C’est à partir de là que le lecteur découvre une personnalité singulière, voire plutôt inquiétante. Le narrateur n’écrit pas ce quotidien dans des carnets, mais utilise les surfaces qui l’entourent dans l’appartement. Voilà une première découverte étrange et il va y en avoir d’autres. Olivier Bordaçarre décrit ce vase clos qu’est l’appartement 816 et l’auteur injecte le malaise petit à petit dans ce récit pas comme les autres. Il pose sa focale sur la folie des hommes et son narrateur devient antipathique au fil des pages, flippant. D’un pragmatisme à toutes épreuves, on se demande où ses réflexions vont le mener. La suite n’est pas réjouissante et va nous faire réfléchir sur les conséquences inattendues d’un enfermement généralisé, notamment les conséquences psychologiques.

Appartement 816 est un roman très noir, qui montre à sa façon les aberrations d’une société qui lutte et où parfois le non-sens est roi.

Appartement 816, ed. L’Atalante, coll. Fusion, 14,90 euros, 160 pages.
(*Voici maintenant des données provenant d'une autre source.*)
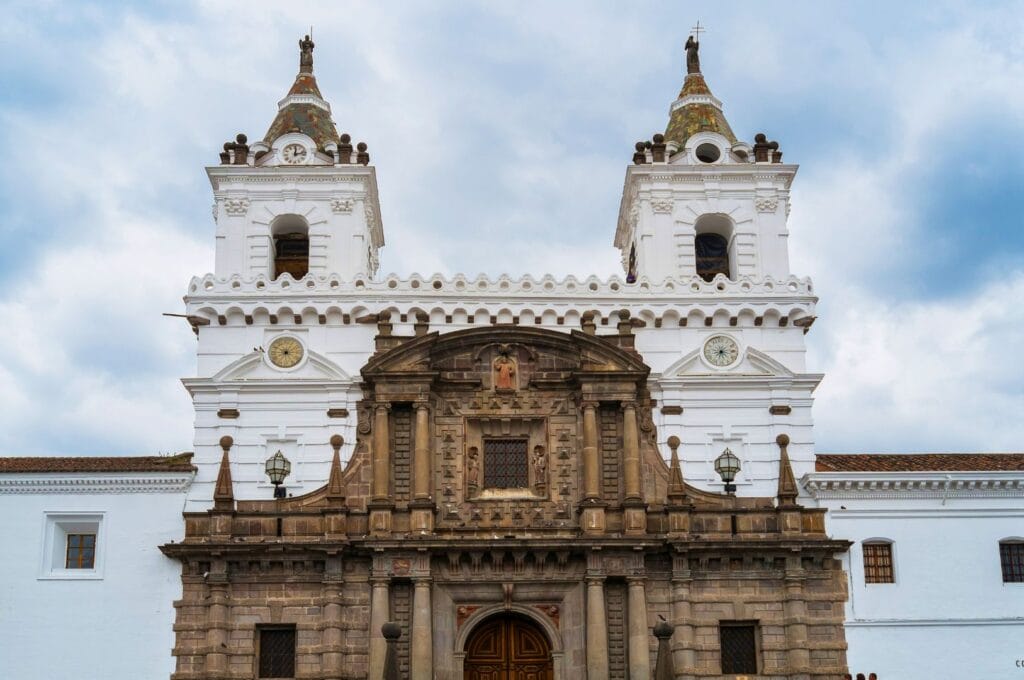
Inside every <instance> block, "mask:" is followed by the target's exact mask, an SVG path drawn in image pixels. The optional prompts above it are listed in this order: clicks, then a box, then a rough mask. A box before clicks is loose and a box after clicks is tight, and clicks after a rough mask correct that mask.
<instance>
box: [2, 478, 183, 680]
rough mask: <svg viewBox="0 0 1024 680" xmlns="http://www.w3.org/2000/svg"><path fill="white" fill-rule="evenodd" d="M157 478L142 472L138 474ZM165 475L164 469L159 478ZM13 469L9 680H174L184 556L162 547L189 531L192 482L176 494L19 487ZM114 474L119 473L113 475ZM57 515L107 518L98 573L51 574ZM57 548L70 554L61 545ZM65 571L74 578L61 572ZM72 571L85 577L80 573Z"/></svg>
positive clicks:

Les rêves qui nous restent / Boris Quercia

Un roman prenant à la frontière entre le roman noir et la science fiction, sombre à souhait.

Boris Quercia change de registre après avoir fait bourlingué pendant plusieurs romans noirs son personnage marquant et taciturne Santiago Quiñones, flic à Santiago au Chili. Dans « Les rêves qui nous restent », l’auteur emmène son lecteur dans une société futuriste. Il construit un monde autour d’une population privilégiée qui vit dans la City et qui est séparée par une frontière avec le monde extérieur, hostile et où les lois n’ont plus cours. La City fonctionne grâce aux travailleurs pauvres qui traversent tous les matins la frontière et qui font tourner l’économie. Des robots, les « électroquants », plus ou moins évolués selon les richesses de leurs propriétaires, accompagnent les hommes pour les aider dans leurs tâches au quotidien et une partie de la vie est régit par les relations avec ces machines. Les relations avec les « électroquants » ne se sont d’ailleurs pas toujours passées sereinement comme vous le découvrirez. Dans cet univers singulier, le lecteur fait connaissance avec un nouveau flic, Natalio. Un classe 5, autrement dit un flic relégué à des tâches plutôt ingrates et qui est obligé de compléter son petit salaire avec des missions officieuses. Il se retrouve sur une affaire où une grande entreprise cherche à cacher des choses. Il met alors le nez dans un maelstrom qui va l’amener à croiser des syndicalistes ambiguës, des trafiquants ou encore de riches personnages hors sols.

On retrouve la patte des polars de Boris Quercia dans ce roman, qui transpose à merveille dans un univers de science fiction l’ambiance sombre et l’atmosphère pesante caractéristiques de l’auteur. De la politique à la santé mentale en passant par les questions que posent les avancés technologiques, ce quatrième roman de l’auteur est passionnant. Les robots peuvent-ils devenir autonomes ? Pour quelles conséquences ? Comment les populations sont manipulées dans cette société ? Quel rôle joue la psychiatrie ? Quelles matières premières deviennent précieuses dans ce contexte ? Autant de questions qui se posent au fil du récit tout en tenant en haleine le lecteur lorsque les évènements s’accélèrent pour Natalio. Le progrès a parfois un coût exorbitant que ce soit financier ou humain. « Les rêves qui nous restent » nous le montre très bien. Si vous ne connaissez pas la plume de cet auteur c’est une très belle occasion de la rencontrer. Un roman qui happe, qui ne rassure pas et qui fait réfléchir. Un vrai coup de coeur.

Traduit par Gilles Marie et Isabel Siklodi.   

Les rêves qui nous restent, ed. Asphalte, 20 euros, 208 pages.